Let me start off by saying that my first love has always been the NBA and my second love is coding. As such, I think this class will be a lot of fun for passionate NBA fans who also happen to be aspiring coders. This is the premier Udemy class out there that uses strictly NBA stats as data to help wrap your head around concepts in the python programming language.
While I have found it helpful to read textbooks and watch online tutorials to get a better understanding of the basics for any subject, nothing beats project-based learning. Actually getting your hands dirty and running into real problems that require specific solutions has been my ideal way to learn something new.
With that being said, the hardest question typically is, what project should I focus on? From my personal experience, I’ve found it beneficial to focus on something you are passionate about. To find that something, just think of what you frequently pay attention to in your spare time, when no one is paying you...to pay attention to it. For me, that something is the NBA. I’m a proud subscriber to League Pass. It didn’t take long for me to realize that using NBA stats was going to be the best way for me to learn how to code.
"For one, sports has served as an entry point to data analysis for many. Sports is interesting and has great data relative to other fields, so it can teach skills and methods of thought that are then more broadly applicable. Personally, I learned how to program, a skill that has been enormously valuable to me, specifically to analyze basketball stats. And I'm far from the only story like this." -Ben Falk, Cleaning The Glass
The Project
Using the NBA to learn how to code sounds like a good start, but it it still missing a key piece to turn it into an actual project. That key piece is a goal. Tiago Forte defines a project as, “a series of tasks linked to a goal, with a deadline.”
So what is our goal? Well, for those of you that have played fantasy basketball before, you may have learned how important the draft is. Your team’s success is often times linked directly to your success in the draft. And your success in the draft is often linked to how effectively you can project player stats for that upcoming year. If you know Lebron James is going to score more fantasy points than Anthony Davis then you will want Lebron James on your fantasy team.
After blindly turning to the internet for many consecutive years to use projection models that weren’t made by the oafs at ESPN or Yahoo, it dawned on me that said models had to come from someone’s brain.
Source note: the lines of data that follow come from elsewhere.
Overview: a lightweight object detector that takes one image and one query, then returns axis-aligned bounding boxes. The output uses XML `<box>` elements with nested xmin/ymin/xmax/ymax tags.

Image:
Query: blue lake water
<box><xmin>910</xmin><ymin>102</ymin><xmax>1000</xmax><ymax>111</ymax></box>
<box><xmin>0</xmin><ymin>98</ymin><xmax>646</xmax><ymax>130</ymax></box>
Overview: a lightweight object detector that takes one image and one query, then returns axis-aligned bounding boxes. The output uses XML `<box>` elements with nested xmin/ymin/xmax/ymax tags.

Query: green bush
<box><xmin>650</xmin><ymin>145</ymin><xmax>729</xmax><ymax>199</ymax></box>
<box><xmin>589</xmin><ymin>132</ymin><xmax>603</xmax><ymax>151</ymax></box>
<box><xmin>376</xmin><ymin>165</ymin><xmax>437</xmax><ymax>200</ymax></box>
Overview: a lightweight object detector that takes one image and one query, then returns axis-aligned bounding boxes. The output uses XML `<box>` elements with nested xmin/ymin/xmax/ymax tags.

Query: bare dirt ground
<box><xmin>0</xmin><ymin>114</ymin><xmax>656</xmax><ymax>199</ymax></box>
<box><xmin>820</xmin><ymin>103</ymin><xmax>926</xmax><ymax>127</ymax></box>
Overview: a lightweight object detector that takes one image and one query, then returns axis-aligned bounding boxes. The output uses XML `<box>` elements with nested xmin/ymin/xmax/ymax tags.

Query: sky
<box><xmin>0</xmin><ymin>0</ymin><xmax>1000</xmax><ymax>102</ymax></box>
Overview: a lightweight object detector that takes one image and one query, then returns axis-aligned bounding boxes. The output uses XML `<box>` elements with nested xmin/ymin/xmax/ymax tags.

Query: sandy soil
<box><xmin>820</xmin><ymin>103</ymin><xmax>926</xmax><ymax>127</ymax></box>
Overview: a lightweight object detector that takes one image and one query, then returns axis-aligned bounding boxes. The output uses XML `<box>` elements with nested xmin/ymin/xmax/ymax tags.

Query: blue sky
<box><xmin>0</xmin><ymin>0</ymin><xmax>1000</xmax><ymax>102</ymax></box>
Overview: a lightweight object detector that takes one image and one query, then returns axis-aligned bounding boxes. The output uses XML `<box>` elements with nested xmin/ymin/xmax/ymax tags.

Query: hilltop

My thinking from there was, “what’s stopping me from building my own projection model?”
Alas! We have our class project! We are going to build an NBA Fantasy Projection model so you can win your NBA Fantasy League! And how will we do that? By learning to code!
What Will You Learn?
This is another reminder that everything I’ve done to date has been a combination of self-teaching and learning from a friend who also happens to be a talented engineer.
For our purposes, we are going to focus on Python. I’ve been hooked on it ever since I took the class Automate the Boring Stuff with Python. It's undoubtedly a popular programming language so I think it will be beneficial for many years to come.
This class is not meant to be an introduction to programming or python, so my assumption is that you understand some basics. This class is geared more towards helping you apply Python programming to an actual project to help you better retain information while having fun within the process.
Since this class is primarily focused on data (in the form of NBA stats), we will need to manipulate the data in various ways. To help with this, we’ll use the Pandas library. Pandas is extremely powerful and can be used in more ways than just building NBA fantasy projection models so I think you will find it extremely helpful to learn more about.
In his book, Jake VanderPlas describes Pandas as, “a newer package built on top of NumPy, and provides an efficient implementation of a DataFrame. dataFrames are essentially multidimensional arrays with attached row and column labels, and often with heterogeneous types and/or missing data. As well as offering a convenient storage interface for labeled data, Pandas implements a number of powerful data operations familiar to users of both database frameworks and spreadsheet programs.” Said another way, Pandas is SQL and Excel on steroids!
By the end of this course you will be ready to win your NBA fantasy league by building the best fantasy projection model using Python and more specifically Pandas. All of this will be done using a Jupyter Notebook so you can share your work and improve on it over the years.